I'm all for giving Russia the finger, but I do fear that it won't actually make anything better for the rest of us and would just make the people worse off.
I mean, if no normal citizen can access the outside internet then we will know for sure that any connection coming out of Russia has to be a bot. So that would make blocking them much more easier.
We must somehow patch a connection in, to ensure they have a sufficient quantity of international memes, cats and porn. Access to the internet is a basic human right these days, we surely cannot abandon them.
NSA and CIA are absolutely salivating at the idea of the Russians trying to roll their own TCP/IP stack. However good some of the Russian intel groups might be at offense, they are hot garbage at defense.
That’s not what they are trying to do at all though.
The article makes it sound more so like they want their own ‘great firewall’ like China, or to go even further and create something akin to North Korea.
Nah it's not. China doesn't need Russia in any capacity. It does need some of its natural resources, but not too badly really. It's not any more keen on exploiting those than in Central Asian countries. Just doing usual Chinese things, no bigger interest.
I do have mixed feelings about this. Let's say pool it off and Russia net is now thing. That makes it harder for Russian conmen to rum various scams and hacks, ex ransomware, but it makes it a lot harder for the people there to break out of the state own propaganda.

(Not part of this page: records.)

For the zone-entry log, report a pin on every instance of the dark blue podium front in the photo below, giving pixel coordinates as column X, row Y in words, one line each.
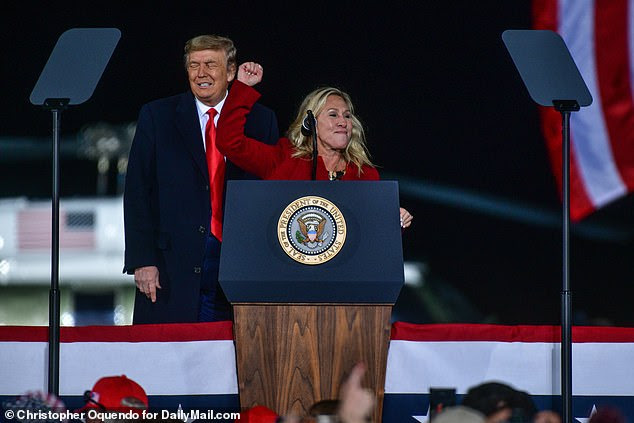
column 368, row 269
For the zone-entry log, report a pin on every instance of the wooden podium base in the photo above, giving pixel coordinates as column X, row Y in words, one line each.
column 291, row 356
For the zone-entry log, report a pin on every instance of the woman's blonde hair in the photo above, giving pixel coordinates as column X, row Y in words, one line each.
column 356, row 152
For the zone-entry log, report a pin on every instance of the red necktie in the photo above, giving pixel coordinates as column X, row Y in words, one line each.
column 216, row 167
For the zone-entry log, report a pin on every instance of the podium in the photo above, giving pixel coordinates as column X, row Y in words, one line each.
column 300, row 328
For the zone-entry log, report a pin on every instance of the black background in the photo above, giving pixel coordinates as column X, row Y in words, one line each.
column 432, row 82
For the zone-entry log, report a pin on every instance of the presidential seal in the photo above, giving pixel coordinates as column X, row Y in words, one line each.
column 311, row 230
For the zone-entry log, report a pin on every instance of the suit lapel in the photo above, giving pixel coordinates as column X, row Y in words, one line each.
column 188, row 125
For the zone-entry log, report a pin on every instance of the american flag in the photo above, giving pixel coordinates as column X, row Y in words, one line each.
column 600, row 37
column 76, row 229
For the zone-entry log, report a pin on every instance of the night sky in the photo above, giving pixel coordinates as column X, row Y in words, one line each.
column 432, row 82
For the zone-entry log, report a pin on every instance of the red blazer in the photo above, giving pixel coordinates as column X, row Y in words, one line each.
column 263, row 160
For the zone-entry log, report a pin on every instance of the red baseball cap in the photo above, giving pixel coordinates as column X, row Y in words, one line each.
column 116, row 393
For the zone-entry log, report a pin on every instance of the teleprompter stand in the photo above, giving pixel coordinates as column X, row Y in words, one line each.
column 69, row 78
column 552, row 79
column 299, row 329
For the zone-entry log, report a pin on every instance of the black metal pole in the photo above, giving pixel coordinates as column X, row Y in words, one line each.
column 56, row 106
column 566, row 107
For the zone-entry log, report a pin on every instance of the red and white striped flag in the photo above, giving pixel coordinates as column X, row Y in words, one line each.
column 76, row 229
column 600, row 37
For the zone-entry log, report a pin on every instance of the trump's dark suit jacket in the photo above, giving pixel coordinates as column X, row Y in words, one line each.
column 167, row 205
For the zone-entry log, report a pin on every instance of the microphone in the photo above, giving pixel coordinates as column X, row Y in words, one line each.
column 307, row 124
column 309, row 127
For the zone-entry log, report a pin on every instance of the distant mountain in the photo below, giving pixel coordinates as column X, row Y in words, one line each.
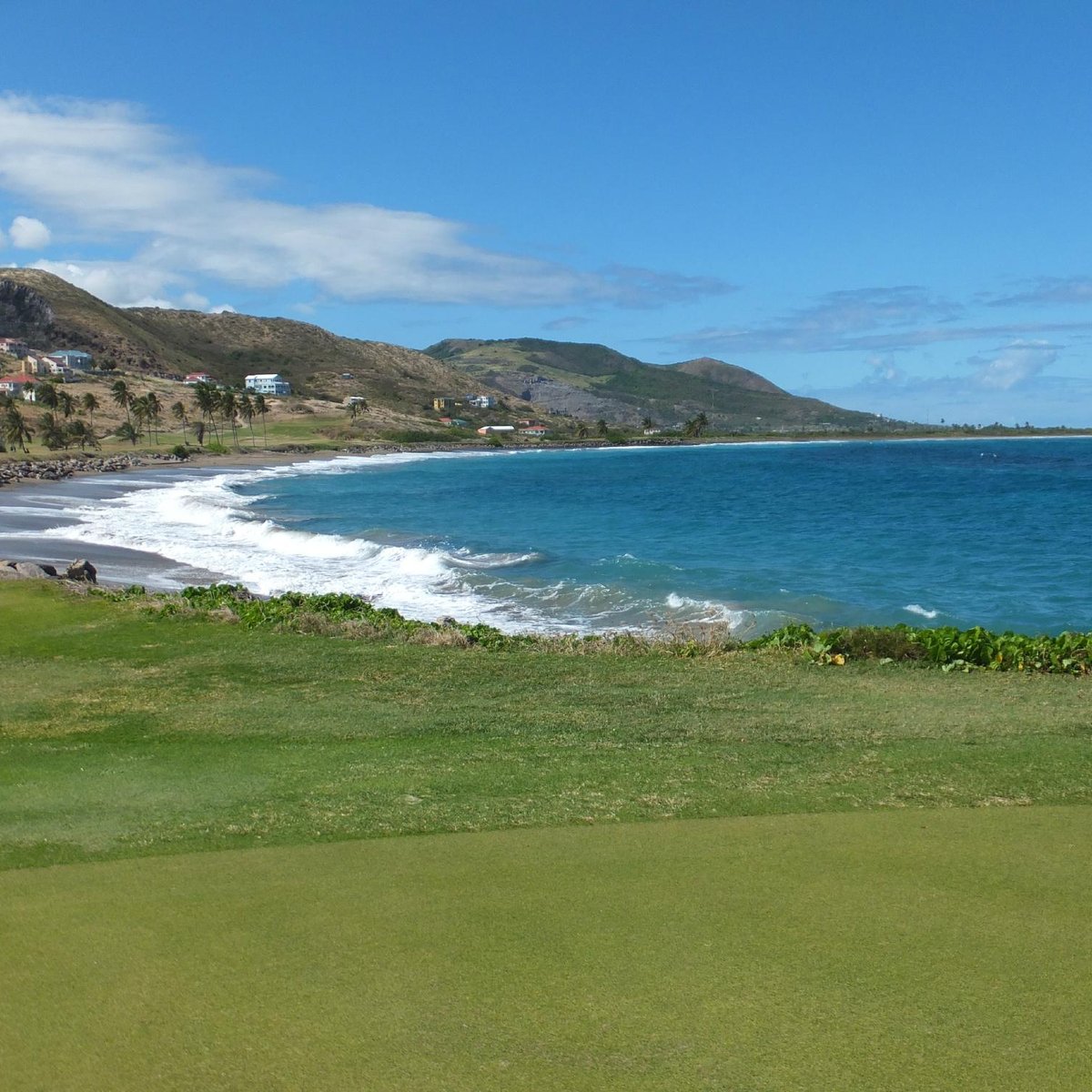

The Russian scammers are using a ton of proxies and VPNs. Unfortunately, this change will not affect them unless the Russian government completely removes access to the global Internet, and even then, the corruption is so deep that many officials will be selling access to the global Internet to their friends or people with money.
Russian scammers and social media manipulators are here to stay, likely because they're largely state run initiatives and they'll still have access to the global Internet.
What this does is keep the normal Russians insulated from the rest of the world and unable to coordinate outside of their own country, where everything they do is even more tightly controlled by the government.
That statement works for every other freedom you lose, it also serves to detect malicious intent from another person. There's always a middle ground, where nothing's perfect, but it's balanced. There's always a compromise. There's no perfect scenario. If you want a perfect society, you have to take away all freedom. If you give away all freedoms, there's anarchy.
This will be obviously all in the name of authoritarianism. Will the Russian Federation people benefit or will this be a means to control information? Note that my criticisms leveled against Russia could apply to Amurica as well. We Amuricans seem to have wet dreams of Christo-Fascism.
That way we can simply do nothing because only one political party is encouraging its constituents to arm up while the other wants everyone to disarm. Guess which side will win?